Back in December 2012, the line out of City Hall regarding the coming reality of legal pot dispensaries was “we’re not going to freak out,” according to the head of the city’s planning office.
Now that state rules governing the legal pot trade have been drafted and the first retail stores are set to open in January, the posture has changed to “we are undecided as to whether we are going to freak out,” community development director Chris Bendon said.
To get an answer, assistant city attorney Debbie Quinn is reviewing the hundreds of pages of new state laws and regulations that have come out in recent months, which are intended to manage the pot trade like the alcohol business. Her review aims to give the city an idea of what would happen if it did nothing, if there are any steps it is required to take, and if there are any steps the city should take in addition to the state rules.
Quinn will present her findings to city officials and City Council sometime in August or September.

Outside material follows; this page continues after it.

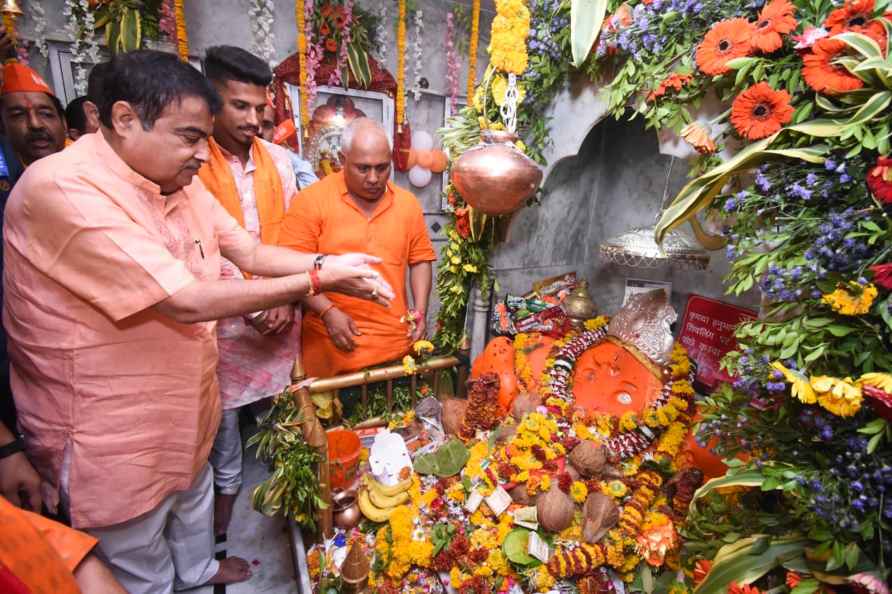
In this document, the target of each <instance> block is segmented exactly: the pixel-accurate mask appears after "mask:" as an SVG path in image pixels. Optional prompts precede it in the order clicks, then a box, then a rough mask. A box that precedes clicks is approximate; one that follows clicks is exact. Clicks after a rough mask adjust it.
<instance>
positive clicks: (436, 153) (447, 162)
mask: <svg viewBox="0 0 892 594" xmlns="http://www.w3.org/2000/svg"><path fill="white" fill-rule="evenodd" d="M447 165H449V158H448V157H447V156H446V153H445V152H443V151H441V150H440V149H434V150H432V151H431V166H430V168H429V169H430V170H431V172H432V173H443V172H444V171H446V166H447Z"/></svg>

There are numerous potential issues. For example, the state rules require a 1,000-foot buffer between pot dispensaries and schools. Quinn is researching whether “schools” also would apply to ski schools, and therefore result in a prohibition on bud bodegas within 1,000 feet of Aspen Mountain and its ski school. If so, that leads to the question of whether the city could amend that restriction to allow dispensaries in that area of the downtown core.
Cities have a deadline of Oct. 1 to craft their own rules regulating retail pot stores, but it’s unclear whether a municipal government may pass any rules after that, so that is another matter Quinn is investigating.
But if there are any issues that Aspen obviously needs to address at the outset, it will do so before Oct. 1, Quinn said. That would mean having an ordinance conceived and drafted by no later than mid-September.
“In the next couple of weeks I’m going to hit it pretty hard,” Quinn said of her research. “... That’s kind of where we are — we know we have a deadline to decide whether or not we are going to worry about it.”
Existing medical marijuana dispensaries will get the first crack at retail pot stores, and are allowed to apply for a license starting in October, with the ability to convert to a public retail business after the new year. On Jan. 1, anyone else may apply for a retail license, but the state doesn’t have to grant those until July.
Carbondale, Basalt and New Castle have moved to ban retail dispensaries from their jurisdictions, and unincorporated Garfield County is considering a similar move.